I put a 10 ohm 5 watt resistor on my power supply set at 12 volts. The amp draw was about 1.2 amps. The 5 watt gets hot fast so you'll need a 50-100 watt to dissapate the heat if your chargeing for many hours.
This method is not the way to do it. But if you want simple, cheap, and a rig use the resistors.
• Posts: 670
Or just buy a variac, plug your charger into the variac and adjust it until you get the current. Cost you about \$120.00 . MPJA.com stock #15163TR
• Posts: 8,517
kwinn wrote: »
DigitalBob wrote: »
If you pumped 12 volts directly into that 2 ohm resistor it would draw about 6 amps. So 12 volts x 6 amps would be 72 watts. So I would go with a 100 watt resistor, to handle the heat. In your case 12 volts x 2 amps is 24 watts. But are there any short circuit or spike load concerns. I'm thinking your using large battery such as a lead acid type.

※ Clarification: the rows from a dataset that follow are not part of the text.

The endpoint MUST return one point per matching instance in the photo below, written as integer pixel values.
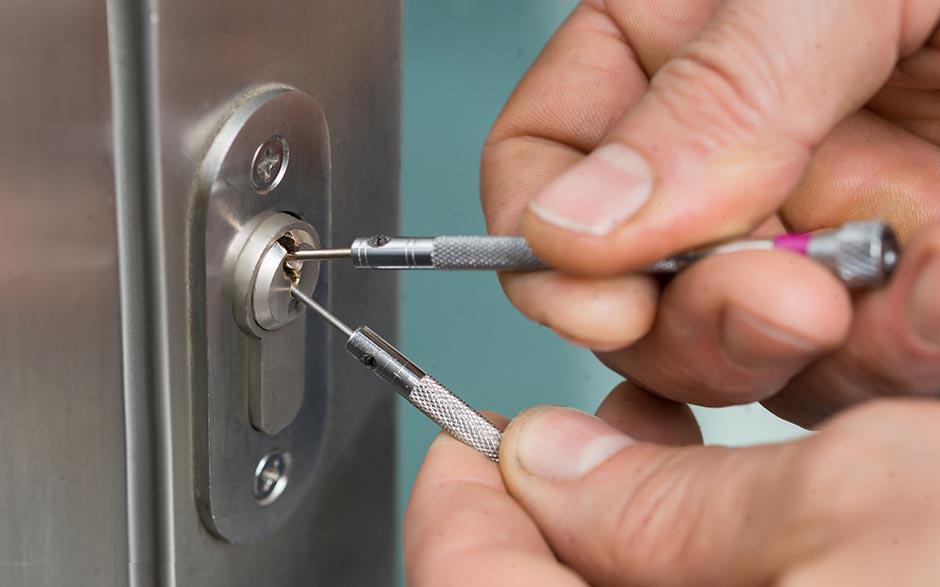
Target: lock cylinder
(264, 274)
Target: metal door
(107, 109)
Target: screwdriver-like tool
(423, 391)
(861, 254)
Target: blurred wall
(462, 59)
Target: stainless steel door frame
(96, 468)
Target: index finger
(463, 528)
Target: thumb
(620, 512)
(725, 130)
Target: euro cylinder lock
(259, 365)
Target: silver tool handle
(445, 253)
(424, 392)
(456, 417)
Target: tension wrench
(861, 254)
(423, 391)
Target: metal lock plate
(259, 373)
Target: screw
(379, 240)
(269, 164)
(270, 477)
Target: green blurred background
(462, 59)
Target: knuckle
(730, 82)
(656, 525)
(875, 452)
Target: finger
(736, 328)
(601, 314)
(894, 556)
(893, 347)
(649, 418)
(725, 131)
(621, 512)
(582, 83)
(868, 168)
(462, 528)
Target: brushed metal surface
(242, 373)
(62, 491)
(345, 54)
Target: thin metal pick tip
(310, 303)
(319, 254)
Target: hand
(584, 504)
(651, 126)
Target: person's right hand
(578, 501)
(647, 127)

The resistor will be connected between a 12V battery and a charger limited to 2 amps. No need for more than 8-10 ohms.

Sorry, I meant 8-10 Watts, not ohms.
• Posts: 542
edited 2020-03-23 - 18:04:47
I can't figure out why some suggest 50-100 Watts when we talk about a 12V charger limited to 2A.

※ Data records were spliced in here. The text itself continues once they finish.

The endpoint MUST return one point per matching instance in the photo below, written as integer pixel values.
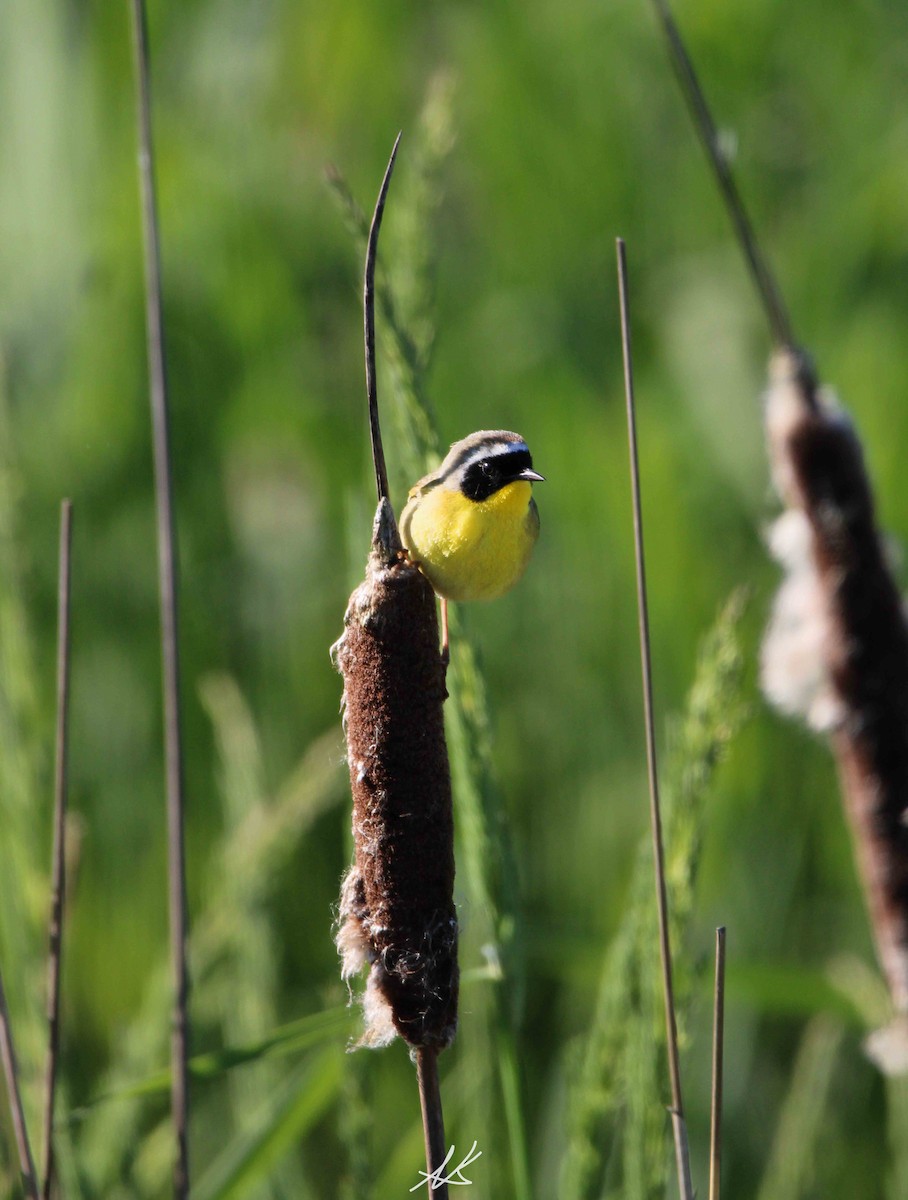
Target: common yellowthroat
(471, 525)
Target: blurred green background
(554, 129)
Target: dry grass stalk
(11, 1073)
(674, 1069)
(59, 851)
(169, 630)
(837, 648)
(719, 1027)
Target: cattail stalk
(837, 648)
(397, 912)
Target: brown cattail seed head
(837, 647)
(397, 913)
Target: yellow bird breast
(470, 550)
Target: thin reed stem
(719, 1029)
(58, 870)
(757, 264)
(433, 1122)
(368, 316)
(678, 1125)
(169, 631)
(11, 1072)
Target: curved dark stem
(368, 311)
(770, 297)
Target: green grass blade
(298, 1107)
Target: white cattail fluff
(794, 658)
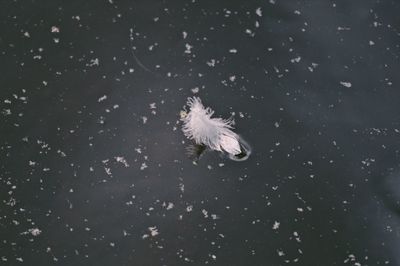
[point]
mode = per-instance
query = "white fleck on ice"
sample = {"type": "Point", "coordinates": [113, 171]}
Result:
{"type": "Point", "coordinates": [102, 98]}
{"type": "Point", "coordinates": [143, 166]}
{"type": "Point", "coordinates": [153, 230]}
{"type": "Point", "coordinates": [276, 225]}
{"type": "Point", "coordinates": [295, 60]}
{"type": "Point", "coordinates": [35, 231]}
{"type": "Point", "coordinates": [94, 62]}
{"type": "Point", "coordinates": [259, 12]}
{"type": "Point", "coordinates": [188, 48]}
{"type": "Point", "coordinates": [346, 84]}
{"type": "Point", "coordinates": [122, 160]}
{"type": "Point", "coordinates": [211, 63]}
{"type": "Point", "coordinates": [55, 29]}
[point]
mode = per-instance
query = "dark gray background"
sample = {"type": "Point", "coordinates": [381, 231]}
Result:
{"type": "Point", "coordinates": [325, 163]}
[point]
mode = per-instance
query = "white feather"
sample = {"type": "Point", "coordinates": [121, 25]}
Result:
{"type": "Point", "coordinates": [215, 133]}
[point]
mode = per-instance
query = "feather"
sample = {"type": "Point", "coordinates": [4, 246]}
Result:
{"type": "Point", "coordinates": [215, 133]}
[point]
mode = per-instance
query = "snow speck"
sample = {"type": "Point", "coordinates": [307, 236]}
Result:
{"type": "Point", "coordinates": [276, 225]}
{"type": "Point", "coordinates": [346, 84]}
{"type": "Point", "coordinates": [55, 29]}
{"type": "Point", "coordinates": [153, 230]}
{"type": "Point", "coordinates": [259, 12]}
{"type": "Point", "coordinates": [102, 98]}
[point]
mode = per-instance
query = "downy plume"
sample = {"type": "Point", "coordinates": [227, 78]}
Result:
{"type": "Point", "coordinates": [215, 133]}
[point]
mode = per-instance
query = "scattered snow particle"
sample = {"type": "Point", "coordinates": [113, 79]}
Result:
{"type": "Point", "coordinates": [153, 230]}
{"type": "Point", "coordinates": [35, 231]}
{"type": "Point", "coordinates": [55, 29]}
{"type": "Point", "coordinates": [211, 63]}
{"type": "Point", "coordinates": [143, 166]}
{"type": "Point", "coordinates": [276, 225]}
{"type": "Point", "coordinates": [188, 48]}
{"type": "Point", "coordinates": [346, 84]}
{"type": "Point", "coordinates": [205, 213]}
{"type": "Point", "coordinates": [195, 90]}
{"type": "Point", "coordinates": [102, 98]}
{"type": "Point", "coordinates": [295, 60]}
{"type": "Point", "coordinates": [259, 12]}
{"type": "Point", "coordinates": [170, 206]}
{"type": "Point", "coordinates": [122, 160]}
{"type": "Point", "coordinates": [94, 62]}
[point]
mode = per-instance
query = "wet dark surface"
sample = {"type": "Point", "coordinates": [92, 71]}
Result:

I'm not sure I understand what MaverickCT means in his second post, if he says he is actually using that not so smart old style battery charger. I also cant see what kind of battery technology he is using here.
I'm using a simple solution for charging some of my lead acid batteries (like 7,2Ah size); a cheap wall wart 15-17V or so, 1A max, and a PB137 regulator.

PB137 does probably not cost more then a big resistor and is rated for 1,5Amps at 13,7V output. Maybe two can be put in parallell to handle 2Amps but I'm not sure.